One of the most practical tools in Universal Design for Learning (UDL) is the Choice Board. A choice board is a visual menu of learning options that allows students to select how they engage with content and demonstrate their understanding. By offering structured choice, teachers balance guidance with autonomy, ensuring learning stays focused while honoring student interests.

Why Choice Boards Work

  • Motivation: Students are more engaged when they choose tasks that interest them.

  • Differentiation: Tasks can be tailored for different readiness levels.

  • Ownership: Learners feel responsible for their decisions and outcomes.

  • Flexibility: Works across subjects, grade levels, and learning environments.

How to Design an Effective Choice Board

  1. Define the Goal: Identify the learning objective first.

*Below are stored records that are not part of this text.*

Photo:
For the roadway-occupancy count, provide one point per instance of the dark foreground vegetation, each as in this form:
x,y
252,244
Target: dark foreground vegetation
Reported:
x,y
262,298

  2. Offer Variety: Mix tasks that target different skills (writing, creative, analytical, hands-on).

  3. Balance Challenge: Include a range from quick wins to higher-level extensions.

  4. Organize Clearly: Use grids, menus, or pathways that are easy to follow.

  5. Set Expectations: Provide rubrics or criteria so students know what success looks like.

Popular Choice Board Formats

  • 3x3 Grid (Tic-Tac-Toe): Students complete three tasks in a row.

  • Learning Menu: Appetizers (must-do), main course (choice), dessert (optional enrichment).

  • Pathway Boards: Students choose a sequence of tasks leading to mastery.

  • Tiered Options: Tasks aligned to different readiness or complexity levels.

Examples in Practice

  • In English, a choice board on a novel might include: writing a character diary, drawing a comic strip, recording a video summary, or analyzing themes in an essay.

  • In Math, students might solve real-world problems, create a math game, explain a concept on video, or design a poster with step-by-step solutions.

  • In Science, learners could build a model, write an experiment plan, research a related topic, or present findings through an infographic.


Conclusion / Final Thoughts

Choice boards strike the perfect balance between structure and freedom. They guide students toward the same learning goals while giving them the autonomy to decide how to get there. When used consistently, choice boards foster creativity, accountability, and deeper engagement—making classrooms more inclusive and empowering.